The GenAI token generation throughput was measured at 13.699070483881153 transactions per second (tps), while the Llama.cpp operator achieved a higher throughput of 22.75 tps. These metrics are end-to-end.
Upon profiling the MatmulNBits operator, it was identified as the bottleneck for the model. I will insert some performance metrics acquired with the onnxruntime profiling tool here for further analysis.

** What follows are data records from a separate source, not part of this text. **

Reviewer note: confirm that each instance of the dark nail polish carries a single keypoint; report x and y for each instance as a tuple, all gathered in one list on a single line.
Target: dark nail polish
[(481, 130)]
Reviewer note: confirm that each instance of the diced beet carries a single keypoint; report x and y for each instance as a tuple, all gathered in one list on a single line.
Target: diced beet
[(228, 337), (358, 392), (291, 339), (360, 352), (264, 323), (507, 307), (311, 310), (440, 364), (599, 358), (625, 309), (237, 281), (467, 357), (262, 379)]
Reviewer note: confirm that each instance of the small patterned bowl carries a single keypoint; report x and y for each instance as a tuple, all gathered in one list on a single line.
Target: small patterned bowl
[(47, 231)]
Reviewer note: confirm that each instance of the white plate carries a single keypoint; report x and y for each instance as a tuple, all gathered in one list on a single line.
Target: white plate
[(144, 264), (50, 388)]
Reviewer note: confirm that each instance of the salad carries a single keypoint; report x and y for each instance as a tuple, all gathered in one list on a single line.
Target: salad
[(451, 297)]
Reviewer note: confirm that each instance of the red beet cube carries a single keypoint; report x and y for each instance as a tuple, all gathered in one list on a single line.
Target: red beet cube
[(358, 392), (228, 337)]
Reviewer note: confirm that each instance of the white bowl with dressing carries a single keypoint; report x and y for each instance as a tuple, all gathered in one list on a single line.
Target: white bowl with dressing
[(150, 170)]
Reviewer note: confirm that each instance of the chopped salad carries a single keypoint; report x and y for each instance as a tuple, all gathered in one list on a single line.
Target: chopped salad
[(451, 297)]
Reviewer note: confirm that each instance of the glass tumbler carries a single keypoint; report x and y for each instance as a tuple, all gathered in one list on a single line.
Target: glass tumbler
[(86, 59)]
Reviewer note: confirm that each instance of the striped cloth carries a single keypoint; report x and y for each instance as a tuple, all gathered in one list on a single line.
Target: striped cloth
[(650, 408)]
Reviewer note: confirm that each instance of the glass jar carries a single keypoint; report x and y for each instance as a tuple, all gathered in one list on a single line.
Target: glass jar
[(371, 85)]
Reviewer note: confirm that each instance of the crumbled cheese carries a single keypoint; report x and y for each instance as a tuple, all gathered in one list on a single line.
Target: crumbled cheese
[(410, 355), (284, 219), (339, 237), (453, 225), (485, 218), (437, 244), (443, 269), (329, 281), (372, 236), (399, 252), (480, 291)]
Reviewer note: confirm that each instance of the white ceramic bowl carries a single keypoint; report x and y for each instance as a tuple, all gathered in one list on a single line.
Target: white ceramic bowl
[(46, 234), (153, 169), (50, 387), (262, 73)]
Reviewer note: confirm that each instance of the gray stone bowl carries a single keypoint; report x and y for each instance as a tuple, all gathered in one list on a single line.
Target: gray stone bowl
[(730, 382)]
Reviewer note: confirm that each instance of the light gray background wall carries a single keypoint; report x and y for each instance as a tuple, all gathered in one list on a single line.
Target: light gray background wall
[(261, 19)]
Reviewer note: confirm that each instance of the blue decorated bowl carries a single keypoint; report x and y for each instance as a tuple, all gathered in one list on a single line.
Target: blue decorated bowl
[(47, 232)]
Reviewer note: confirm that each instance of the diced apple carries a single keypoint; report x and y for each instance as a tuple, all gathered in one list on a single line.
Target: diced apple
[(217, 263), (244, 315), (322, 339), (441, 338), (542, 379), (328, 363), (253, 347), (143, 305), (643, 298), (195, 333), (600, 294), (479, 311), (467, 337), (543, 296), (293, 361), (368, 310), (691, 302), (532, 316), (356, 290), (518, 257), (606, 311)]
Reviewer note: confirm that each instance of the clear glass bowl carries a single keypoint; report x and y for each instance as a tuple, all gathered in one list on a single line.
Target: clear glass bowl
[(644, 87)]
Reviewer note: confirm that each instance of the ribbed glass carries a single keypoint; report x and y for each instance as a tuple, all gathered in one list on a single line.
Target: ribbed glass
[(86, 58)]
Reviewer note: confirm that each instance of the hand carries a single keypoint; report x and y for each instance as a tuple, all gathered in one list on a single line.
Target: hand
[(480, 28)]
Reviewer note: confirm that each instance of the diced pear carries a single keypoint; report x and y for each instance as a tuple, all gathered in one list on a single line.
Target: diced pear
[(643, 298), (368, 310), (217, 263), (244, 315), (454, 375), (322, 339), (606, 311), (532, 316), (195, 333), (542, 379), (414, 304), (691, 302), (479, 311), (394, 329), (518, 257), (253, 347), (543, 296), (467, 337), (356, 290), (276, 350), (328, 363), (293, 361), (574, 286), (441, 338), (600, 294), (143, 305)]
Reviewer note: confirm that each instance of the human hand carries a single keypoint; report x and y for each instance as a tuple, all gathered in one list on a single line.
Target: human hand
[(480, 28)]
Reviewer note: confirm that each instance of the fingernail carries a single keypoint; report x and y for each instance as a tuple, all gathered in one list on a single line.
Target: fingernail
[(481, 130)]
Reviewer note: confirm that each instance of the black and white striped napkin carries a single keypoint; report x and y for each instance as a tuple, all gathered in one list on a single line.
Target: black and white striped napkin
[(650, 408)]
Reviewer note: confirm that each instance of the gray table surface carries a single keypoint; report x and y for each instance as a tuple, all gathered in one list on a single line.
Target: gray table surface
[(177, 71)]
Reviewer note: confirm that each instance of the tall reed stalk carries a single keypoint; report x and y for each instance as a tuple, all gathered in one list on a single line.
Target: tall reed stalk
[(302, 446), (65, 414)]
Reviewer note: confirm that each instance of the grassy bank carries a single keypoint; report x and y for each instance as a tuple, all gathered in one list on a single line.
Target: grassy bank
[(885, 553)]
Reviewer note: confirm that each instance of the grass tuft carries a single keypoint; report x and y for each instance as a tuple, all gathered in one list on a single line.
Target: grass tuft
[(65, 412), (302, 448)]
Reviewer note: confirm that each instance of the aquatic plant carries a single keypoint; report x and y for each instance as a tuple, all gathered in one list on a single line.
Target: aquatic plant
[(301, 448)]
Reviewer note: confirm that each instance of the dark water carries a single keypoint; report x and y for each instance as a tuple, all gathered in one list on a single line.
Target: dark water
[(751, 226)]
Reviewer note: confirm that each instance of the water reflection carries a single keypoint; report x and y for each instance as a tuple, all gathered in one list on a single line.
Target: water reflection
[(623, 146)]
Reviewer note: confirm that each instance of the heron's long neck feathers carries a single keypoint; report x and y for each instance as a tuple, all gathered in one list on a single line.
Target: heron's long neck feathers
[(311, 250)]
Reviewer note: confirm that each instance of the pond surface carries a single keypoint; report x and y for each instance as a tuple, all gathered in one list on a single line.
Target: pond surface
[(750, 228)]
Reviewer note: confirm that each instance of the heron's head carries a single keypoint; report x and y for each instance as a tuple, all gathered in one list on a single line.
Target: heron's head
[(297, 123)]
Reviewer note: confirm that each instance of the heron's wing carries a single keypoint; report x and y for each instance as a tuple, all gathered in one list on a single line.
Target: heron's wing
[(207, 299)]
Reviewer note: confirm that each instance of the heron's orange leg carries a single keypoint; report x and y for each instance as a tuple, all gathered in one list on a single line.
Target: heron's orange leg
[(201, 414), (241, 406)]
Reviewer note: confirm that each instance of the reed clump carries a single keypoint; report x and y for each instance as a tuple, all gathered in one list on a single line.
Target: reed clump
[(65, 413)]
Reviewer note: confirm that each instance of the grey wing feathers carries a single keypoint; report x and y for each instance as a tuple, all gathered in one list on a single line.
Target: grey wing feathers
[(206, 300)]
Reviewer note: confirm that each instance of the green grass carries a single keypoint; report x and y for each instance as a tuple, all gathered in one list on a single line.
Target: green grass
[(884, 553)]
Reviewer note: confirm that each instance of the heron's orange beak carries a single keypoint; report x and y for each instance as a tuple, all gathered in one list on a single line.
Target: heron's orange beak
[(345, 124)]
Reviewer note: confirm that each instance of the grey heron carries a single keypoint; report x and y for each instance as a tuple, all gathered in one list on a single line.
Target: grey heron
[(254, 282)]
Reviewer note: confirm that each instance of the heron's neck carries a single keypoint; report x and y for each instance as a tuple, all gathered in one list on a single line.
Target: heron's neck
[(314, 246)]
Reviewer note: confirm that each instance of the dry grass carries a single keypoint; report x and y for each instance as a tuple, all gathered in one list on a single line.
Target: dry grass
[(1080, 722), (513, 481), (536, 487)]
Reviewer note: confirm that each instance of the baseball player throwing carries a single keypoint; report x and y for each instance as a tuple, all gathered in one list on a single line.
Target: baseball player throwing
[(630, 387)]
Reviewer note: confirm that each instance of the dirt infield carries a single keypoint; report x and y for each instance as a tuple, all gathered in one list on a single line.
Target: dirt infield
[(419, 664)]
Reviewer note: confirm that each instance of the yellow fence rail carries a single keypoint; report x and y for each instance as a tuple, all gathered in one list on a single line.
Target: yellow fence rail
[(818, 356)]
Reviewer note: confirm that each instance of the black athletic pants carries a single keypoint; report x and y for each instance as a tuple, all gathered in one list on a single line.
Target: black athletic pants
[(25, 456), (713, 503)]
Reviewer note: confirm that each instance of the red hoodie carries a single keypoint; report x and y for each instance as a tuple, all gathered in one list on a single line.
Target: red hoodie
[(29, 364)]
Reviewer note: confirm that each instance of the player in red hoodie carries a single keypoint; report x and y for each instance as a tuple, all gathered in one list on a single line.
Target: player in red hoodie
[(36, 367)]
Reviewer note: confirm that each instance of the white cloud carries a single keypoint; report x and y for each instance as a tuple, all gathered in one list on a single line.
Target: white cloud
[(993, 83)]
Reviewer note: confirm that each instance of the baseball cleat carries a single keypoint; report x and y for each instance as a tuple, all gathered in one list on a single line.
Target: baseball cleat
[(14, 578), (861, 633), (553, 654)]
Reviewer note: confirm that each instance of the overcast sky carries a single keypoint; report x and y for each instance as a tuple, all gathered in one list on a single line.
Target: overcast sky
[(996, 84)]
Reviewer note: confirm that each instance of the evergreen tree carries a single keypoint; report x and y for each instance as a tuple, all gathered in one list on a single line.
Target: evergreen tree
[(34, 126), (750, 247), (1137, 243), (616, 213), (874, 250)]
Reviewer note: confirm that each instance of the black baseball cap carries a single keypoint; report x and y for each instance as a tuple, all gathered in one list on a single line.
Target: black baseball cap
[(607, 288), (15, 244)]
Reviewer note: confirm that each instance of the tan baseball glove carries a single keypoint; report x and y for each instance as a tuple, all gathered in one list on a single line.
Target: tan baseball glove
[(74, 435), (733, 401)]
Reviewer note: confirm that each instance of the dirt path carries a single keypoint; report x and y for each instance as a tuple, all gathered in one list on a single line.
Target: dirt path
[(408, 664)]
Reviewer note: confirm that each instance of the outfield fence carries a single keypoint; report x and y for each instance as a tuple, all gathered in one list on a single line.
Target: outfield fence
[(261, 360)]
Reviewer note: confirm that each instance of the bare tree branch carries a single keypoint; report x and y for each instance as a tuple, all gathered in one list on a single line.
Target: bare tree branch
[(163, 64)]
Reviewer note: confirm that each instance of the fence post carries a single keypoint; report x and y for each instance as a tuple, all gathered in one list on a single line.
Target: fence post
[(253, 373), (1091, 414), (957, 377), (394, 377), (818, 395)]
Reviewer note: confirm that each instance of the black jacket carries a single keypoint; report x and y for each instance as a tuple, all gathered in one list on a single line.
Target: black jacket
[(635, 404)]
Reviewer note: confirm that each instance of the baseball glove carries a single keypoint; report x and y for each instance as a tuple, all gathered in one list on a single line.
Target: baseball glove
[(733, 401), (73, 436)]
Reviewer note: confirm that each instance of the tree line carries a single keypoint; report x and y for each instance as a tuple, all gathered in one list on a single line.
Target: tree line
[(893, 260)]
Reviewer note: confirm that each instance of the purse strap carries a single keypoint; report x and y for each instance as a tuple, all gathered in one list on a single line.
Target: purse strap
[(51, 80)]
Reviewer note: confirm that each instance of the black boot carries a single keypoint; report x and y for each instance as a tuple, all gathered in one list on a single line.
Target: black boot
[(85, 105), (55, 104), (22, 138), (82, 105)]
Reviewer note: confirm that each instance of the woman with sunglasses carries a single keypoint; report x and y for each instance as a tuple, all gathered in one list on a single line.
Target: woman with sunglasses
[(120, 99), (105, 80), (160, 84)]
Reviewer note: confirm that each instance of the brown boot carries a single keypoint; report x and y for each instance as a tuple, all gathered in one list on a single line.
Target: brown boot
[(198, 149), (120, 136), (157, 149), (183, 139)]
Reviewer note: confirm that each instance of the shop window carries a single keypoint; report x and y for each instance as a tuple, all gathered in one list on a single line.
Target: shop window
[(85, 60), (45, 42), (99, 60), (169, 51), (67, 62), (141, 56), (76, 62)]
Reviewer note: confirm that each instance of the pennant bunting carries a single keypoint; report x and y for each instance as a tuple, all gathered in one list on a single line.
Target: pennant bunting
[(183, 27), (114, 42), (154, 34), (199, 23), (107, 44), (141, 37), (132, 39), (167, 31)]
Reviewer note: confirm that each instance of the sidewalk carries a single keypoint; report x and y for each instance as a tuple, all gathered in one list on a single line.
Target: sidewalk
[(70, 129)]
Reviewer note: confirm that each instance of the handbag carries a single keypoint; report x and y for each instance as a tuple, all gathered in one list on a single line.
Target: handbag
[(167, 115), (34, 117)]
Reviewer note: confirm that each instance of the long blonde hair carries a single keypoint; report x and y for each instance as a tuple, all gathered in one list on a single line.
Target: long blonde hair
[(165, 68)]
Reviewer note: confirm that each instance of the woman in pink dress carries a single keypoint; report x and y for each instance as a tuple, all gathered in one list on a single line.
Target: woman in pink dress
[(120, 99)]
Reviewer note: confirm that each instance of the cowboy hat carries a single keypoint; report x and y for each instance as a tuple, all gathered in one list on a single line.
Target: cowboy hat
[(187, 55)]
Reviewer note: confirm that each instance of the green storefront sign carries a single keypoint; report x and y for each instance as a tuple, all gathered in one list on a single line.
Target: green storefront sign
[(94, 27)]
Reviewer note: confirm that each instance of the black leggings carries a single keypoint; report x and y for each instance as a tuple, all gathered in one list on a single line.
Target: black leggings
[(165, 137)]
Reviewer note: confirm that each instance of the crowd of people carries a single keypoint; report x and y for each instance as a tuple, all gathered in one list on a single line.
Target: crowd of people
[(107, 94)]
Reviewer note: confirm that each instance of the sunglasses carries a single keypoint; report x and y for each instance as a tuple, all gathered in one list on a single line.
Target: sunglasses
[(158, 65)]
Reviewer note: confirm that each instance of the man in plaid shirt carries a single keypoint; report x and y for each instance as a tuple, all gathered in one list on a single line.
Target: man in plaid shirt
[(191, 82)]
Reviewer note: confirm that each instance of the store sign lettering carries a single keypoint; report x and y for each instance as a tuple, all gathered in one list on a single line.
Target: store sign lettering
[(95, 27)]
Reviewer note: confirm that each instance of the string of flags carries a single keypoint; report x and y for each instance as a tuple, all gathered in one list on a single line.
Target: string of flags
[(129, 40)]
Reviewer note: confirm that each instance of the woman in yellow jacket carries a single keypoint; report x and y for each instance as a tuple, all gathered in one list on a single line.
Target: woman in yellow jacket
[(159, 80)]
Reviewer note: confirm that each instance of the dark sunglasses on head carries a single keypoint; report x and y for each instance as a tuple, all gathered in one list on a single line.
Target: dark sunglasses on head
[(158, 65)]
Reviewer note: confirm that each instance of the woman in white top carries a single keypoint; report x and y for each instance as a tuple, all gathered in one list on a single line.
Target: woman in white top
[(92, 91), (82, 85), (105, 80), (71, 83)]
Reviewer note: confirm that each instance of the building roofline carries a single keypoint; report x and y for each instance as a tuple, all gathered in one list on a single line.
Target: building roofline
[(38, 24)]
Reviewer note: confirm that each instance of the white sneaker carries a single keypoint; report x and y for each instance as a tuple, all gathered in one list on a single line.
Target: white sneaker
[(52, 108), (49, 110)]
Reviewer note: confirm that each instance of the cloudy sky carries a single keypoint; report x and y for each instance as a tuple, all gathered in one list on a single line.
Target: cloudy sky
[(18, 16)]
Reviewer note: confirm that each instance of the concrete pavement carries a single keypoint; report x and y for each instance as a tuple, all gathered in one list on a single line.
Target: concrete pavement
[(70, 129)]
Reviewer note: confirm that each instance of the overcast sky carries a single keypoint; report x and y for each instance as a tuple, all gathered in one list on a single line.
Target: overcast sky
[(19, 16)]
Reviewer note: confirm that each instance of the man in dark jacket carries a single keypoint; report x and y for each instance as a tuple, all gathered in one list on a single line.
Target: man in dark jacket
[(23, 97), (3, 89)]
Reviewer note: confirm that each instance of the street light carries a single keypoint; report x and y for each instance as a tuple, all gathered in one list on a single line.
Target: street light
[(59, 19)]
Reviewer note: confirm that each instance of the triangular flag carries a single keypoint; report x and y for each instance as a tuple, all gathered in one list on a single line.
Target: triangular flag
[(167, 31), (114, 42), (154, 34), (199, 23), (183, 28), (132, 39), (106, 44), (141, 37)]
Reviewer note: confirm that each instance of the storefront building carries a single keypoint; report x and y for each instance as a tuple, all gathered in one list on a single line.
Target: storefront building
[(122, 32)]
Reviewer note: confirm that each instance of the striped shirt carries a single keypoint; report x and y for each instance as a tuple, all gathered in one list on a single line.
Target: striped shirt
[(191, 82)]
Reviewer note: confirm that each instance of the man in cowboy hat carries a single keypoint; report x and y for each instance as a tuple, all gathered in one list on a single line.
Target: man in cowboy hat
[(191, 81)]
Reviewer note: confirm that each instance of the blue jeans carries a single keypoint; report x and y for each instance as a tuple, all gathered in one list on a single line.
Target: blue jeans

Past sequence length 29, Total sequence length 30
Name | Duration | Pct | Count | Cumulative Pct | Cumulative Dur |
---|---|---|---|---|---|
MatMulNBits | 4132089 | 87.39 | 15826 | 87.39 | 4132089 |
MultiHeadAttention | 289191 | 6.12 | 2624 | 93.50 | 4421280 |
Add | 131205 | 2.77 | 16072 | 96.28 | 4552485 |
FastGelu | 67065 | 1.42 | 2624 | 97.69 | 4619550 |
Past sequence length 128, Total sequence length 129
Name | Duration | Pct | Count | Cumulative Pct | Cumulative Dur |
---|---|---|---|---|---|
MatMulNBits | 3882211 | 81.92 | 15440 | 81.92 | 3882211 |
MultiHeadAttention | 576563 | 12.17 | 2560 | 94.08 | 4458774 |
Add | 118635 | 2.50 | 15680 | 96.59 | 4577409 |
FastGelu | 60107 | 1.27 | 2560 | 97.86 | 4637516 |
Past sequence length 512, Total sequence length 513
Name | Duration | Pct | Count | Cumulative Pct | Cumulative Dur |
---|---|---|---|---|---|
MatMulNBits | 3054838 | 62.79 | 11773 | 62.79 | 3054838 |
MultiHeadAttention | 1582324 | 32.53 | 1952 | 95.32 | 4637162 |
Add | 98730 | 2.03 | 11956 | 97.35 | 4735892 |
FastGelu | 48359 | 0.99 | 1952 | 98.34 | 4784251 |
This issue needs to be addressed to improve the performance of the Neural Speed Matmul operator and bring it up to par with the Llama.cpp operator.